A Colorado legislative committee on Tuesday approved a cautious plan for spending marijuana tax revenue in the next fiscal year — coming more than $20 million below what Gov. John Hickenlooper had requested.
The plan approved by the legislature’s Joint Budget Committee calls for $31.4 million — including $22.9 million from marijuana taxes — to be put into prevention of youth drug use, addiction treatment, research and public education campaigns. Hickenlooper originally requested to spend nearly $75 million but later scaled back his proposal to $54 million.
Hickenlooper’s proposal would have spent Colorado pot tax money as it came in.
Joint Budget Committee members, though, opted for a more cautious plan, requiring that lawmakers not spend money from marijuana taxes until the year after it is collected to guard against volatility.
As a result, the committee’s plan, which is set to be introduced to the full legislature this week, cuts back on even Hickenlooper’s most bare-bones proposal for funding things like oral fluid testing devices for police looking to catch stoned drivers.

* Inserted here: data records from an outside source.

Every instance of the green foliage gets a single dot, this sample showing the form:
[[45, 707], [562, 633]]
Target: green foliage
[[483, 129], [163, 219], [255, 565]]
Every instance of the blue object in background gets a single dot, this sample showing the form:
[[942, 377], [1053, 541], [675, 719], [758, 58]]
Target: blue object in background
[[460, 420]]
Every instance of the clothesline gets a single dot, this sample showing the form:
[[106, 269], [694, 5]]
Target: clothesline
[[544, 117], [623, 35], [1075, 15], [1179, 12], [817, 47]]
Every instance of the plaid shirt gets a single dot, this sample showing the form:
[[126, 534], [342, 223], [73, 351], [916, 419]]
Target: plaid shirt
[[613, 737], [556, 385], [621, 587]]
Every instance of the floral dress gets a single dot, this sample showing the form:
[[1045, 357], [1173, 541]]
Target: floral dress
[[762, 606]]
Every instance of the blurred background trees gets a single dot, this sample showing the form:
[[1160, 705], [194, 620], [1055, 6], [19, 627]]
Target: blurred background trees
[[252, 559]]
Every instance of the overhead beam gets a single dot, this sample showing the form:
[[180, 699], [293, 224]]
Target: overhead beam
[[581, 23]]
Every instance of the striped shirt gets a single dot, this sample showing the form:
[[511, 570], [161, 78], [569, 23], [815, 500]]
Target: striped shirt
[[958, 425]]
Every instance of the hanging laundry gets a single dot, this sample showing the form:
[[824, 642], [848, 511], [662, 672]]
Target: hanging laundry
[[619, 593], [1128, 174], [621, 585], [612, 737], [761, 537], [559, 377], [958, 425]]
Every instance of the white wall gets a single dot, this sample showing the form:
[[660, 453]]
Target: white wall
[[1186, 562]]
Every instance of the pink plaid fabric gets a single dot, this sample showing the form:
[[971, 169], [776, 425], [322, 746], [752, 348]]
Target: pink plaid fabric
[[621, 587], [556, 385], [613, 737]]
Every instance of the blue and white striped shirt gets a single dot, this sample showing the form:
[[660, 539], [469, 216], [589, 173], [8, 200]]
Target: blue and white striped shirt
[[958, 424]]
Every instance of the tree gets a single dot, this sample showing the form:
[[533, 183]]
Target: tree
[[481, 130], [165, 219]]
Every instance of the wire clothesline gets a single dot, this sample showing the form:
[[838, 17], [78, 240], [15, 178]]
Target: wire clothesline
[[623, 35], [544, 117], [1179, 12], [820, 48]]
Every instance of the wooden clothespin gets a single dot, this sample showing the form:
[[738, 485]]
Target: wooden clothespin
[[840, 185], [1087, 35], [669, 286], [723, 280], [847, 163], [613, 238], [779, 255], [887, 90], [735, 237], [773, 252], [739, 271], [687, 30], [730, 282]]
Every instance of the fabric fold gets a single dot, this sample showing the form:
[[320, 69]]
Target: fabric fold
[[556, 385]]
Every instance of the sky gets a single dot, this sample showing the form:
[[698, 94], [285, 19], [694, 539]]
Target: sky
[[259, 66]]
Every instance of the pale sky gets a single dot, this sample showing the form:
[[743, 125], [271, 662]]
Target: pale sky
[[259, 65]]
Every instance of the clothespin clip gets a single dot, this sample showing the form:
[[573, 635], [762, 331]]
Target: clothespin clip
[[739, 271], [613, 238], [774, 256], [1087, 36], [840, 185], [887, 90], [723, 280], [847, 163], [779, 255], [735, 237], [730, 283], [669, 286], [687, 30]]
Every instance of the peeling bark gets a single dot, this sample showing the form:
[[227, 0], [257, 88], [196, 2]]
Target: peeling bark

Committee members made several final tweaks to the plan Tuesday, shifting some of the money that was to be designated for youth marijuana-use prevention to adult drug treatment.
Sen. Pat Steadman, D-Denver, said the plan initially felt weighted too heavily toward prevention and enforcement programs.
“I think it’s wrong of us to miss the opportunity to dedicate a portion of these new revenues to treatment,” he said.
The finalized plan won unanimous support from the committee. But Rep. Cheri Gerou, R-Evergreen, alluding to heavy lobbying on the spending plan, said it likely will change before it reaches Hickenlooper’s desk.
“We’re going to be picked apart as soon as this becomes public,” she said.